Robles se sentó en la terraza bajo un quitasol para ver el entrenamiento. Fierita alineaba en el equipo titular. Lo vio hacer dos goles. Un buen indicio, se dijo. Bebía un vaso de agua mineral cuando sintió una pesada mano en el hombro, a sus espaldas.

-Su trabajito, con premios y todo, no es ni la centésima parte de lo que debo pagarle al sinvergüenza de su amigo por echarlo – dijo la voz.

-Lo sé… Aunque es mi amigo ¿sabe?

-¡Su amigo! ¿Me dice que quiere llevarse toda la vida como nana de este tipo? Créame que no vale la pena. Además está loco. ¡Mírelo! – El goleador se desplomó en la cancha tras marcar otro gol y empezó a dar convulsiones en medio de las risas de sus compañeros que festejaban la ingeniosa nueva celebración de Fierita.

-Esta mañana, cuando íbamos a su casa, hizo algo parecido– dijo Robles.

-¿No le digo? Está loco. Es un genio, pero no la mete adentro– afirmó la voz.

Fierita no se levantaba. Todos comenzaron a preocuparse. Robles se paró al darse cuenta de que el goleador no tenía ninguna reacción y yacía sobre el pasto.

-Parece que es grave – dijo Robles pasándose la mano por la cabeza.

-¿Le aconsejo algo Robles? Raje de acá, porque parece que se le fue la mano con las dosis. Porque si lo que está pasando acá es verdad, y no es otra bromita de su amigo, lo van a culpar a usted ¡Raje Robles, raje! Le voy a depositar la plata, no se preocupe. ¡Váyase de acá!

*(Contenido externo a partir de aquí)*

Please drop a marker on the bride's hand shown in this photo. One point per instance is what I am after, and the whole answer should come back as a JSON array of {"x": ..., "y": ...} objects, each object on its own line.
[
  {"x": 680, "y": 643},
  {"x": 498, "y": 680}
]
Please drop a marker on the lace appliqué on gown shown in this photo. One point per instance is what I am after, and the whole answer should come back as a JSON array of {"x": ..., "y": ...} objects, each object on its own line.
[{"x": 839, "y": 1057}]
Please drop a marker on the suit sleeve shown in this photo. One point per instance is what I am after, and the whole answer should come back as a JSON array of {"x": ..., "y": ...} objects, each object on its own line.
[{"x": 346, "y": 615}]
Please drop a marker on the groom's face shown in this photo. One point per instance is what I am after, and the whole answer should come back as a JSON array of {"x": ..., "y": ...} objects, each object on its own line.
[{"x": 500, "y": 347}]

Robles contuvo un suspiro. Miró a la cancha, se calzó los lentes de sol y echó a caminar disimuladamente por un costado hacia la salida del campo de entrenamiento. Tomó un taxi y se fue al departamento de Fierita. Desde allí telefoneó a su madre y preguntó por la niña. Todo estaba bien en casa. Encendió el televisor y puso fútbol europeo.

Luego salió al balcón y miró la inmensa ciudad allá abajo con un cigarrillo en la mano. Volvió al living, se sentó en el sofá de cuero italiano, sacó de su billetera toda la cocaína que llevaba en ella, azotó su nariz hasta acabarla completamente y esperó.